What if Republicans could fairly claim to have met President Obama’s demand that tax rates on top earners go up, but only provide him a fraction of the revenue he’s seeking?
Well, for starters, Democrats wouldn’t allow it, and all the painful austerity measures scheduled for January would kick in.
But it would provide Republicans some much-needed political cover from angry voters who are set to blame Republicans if that austerity takes effect. And they could do it.The Washington Post first reported that Senate Minority Leader Mitch McConnell (R-KY) is shopping around a plan that would increase income tax rates for onlythe highest earners, who would see their top marginal rate return to 39.6 percent, where it was under President Bill Clinton.
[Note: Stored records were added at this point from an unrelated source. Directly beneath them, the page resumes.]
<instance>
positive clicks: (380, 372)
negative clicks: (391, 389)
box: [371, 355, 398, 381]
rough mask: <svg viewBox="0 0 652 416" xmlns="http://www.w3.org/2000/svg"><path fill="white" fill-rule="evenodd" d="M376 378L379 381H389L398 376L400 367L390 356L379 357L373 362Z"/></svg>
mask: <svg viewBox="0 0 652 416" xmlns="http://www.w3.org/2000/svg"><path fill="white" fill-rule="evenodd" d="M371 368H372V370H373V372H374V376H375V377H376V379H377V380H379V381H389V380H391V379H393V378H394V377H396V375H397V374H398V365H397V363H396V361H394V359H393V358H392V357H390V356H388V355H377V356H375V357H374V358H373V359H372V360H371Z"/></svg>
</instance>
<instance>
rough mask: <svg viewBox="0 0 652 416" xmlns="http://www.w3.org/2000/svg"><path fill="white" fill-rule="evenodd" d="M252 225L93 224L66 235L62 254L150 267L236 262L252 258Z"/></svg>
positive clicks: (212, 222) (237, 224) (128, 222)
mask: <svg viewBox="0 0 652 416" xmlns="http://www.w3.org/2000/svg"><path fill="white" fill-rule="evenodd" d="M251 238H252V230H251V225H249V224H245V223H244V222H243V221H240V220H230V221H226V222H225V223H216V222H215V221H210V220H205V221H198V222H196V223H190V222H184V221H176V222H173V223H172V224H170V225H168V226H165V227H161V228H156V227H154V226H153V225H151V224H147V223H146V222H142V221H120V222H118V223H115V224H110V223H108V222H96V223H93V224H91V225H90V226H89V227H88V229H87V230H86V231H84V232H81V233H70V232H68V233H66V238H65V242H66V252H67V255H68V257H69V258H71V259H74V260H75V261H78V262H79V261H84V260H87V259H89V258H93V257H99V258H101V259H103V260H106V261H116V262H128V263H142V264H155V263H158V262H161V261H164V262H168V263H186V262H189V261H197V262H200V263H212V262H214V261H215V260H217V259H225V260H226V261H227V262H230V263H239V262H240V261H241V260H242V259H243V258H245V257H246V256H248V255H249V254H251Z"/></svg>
That’s exactly what Obama’s asking for, right?
It’s actually only part of it. The Senate-passed bill to extend Bush tax cuts for income under $250,000 ($200,000 for a single filer) applies to both the 2001 and 2003 Bush tax cuts, and thus also allows tax rates on capital gains and dividends over $250,000 to return to 20 percent. It would also reinstate separate tax provisions cutting the amount by which high earners can benefit from the personal exemption and itemized deductions.
These items are commonly described as the Bush tax cuts for the wealthy, or top earners, or the rich. But lawmakers and Obama typically focus on the marginal income tax rate — the most contentious piece of the debate — and the Republican plan would essentially exploit the ambiguity.
A top Senate Republican aide says leadership is tossing around a number of ideas to avoid completely caving to Obama. This one would about halve the Senate bill’s revenue haul, and constitute only a quarter of the total revenue Obama is currently seeking for a grand deficit-reduction bargain.
House Speaker John Boehner (R-OH) is reportedly cool to the idea. But if another week passes without a deal, and he can’t bring himself to allow a vote on the Senate’s plan, a fallback along these lines would allow Republicans to pass legislation allowing income tax rates on top earners only to go up — and then go home claiming Obama can’t take yes for an answer, as the economy rolls off the fiscal cliff.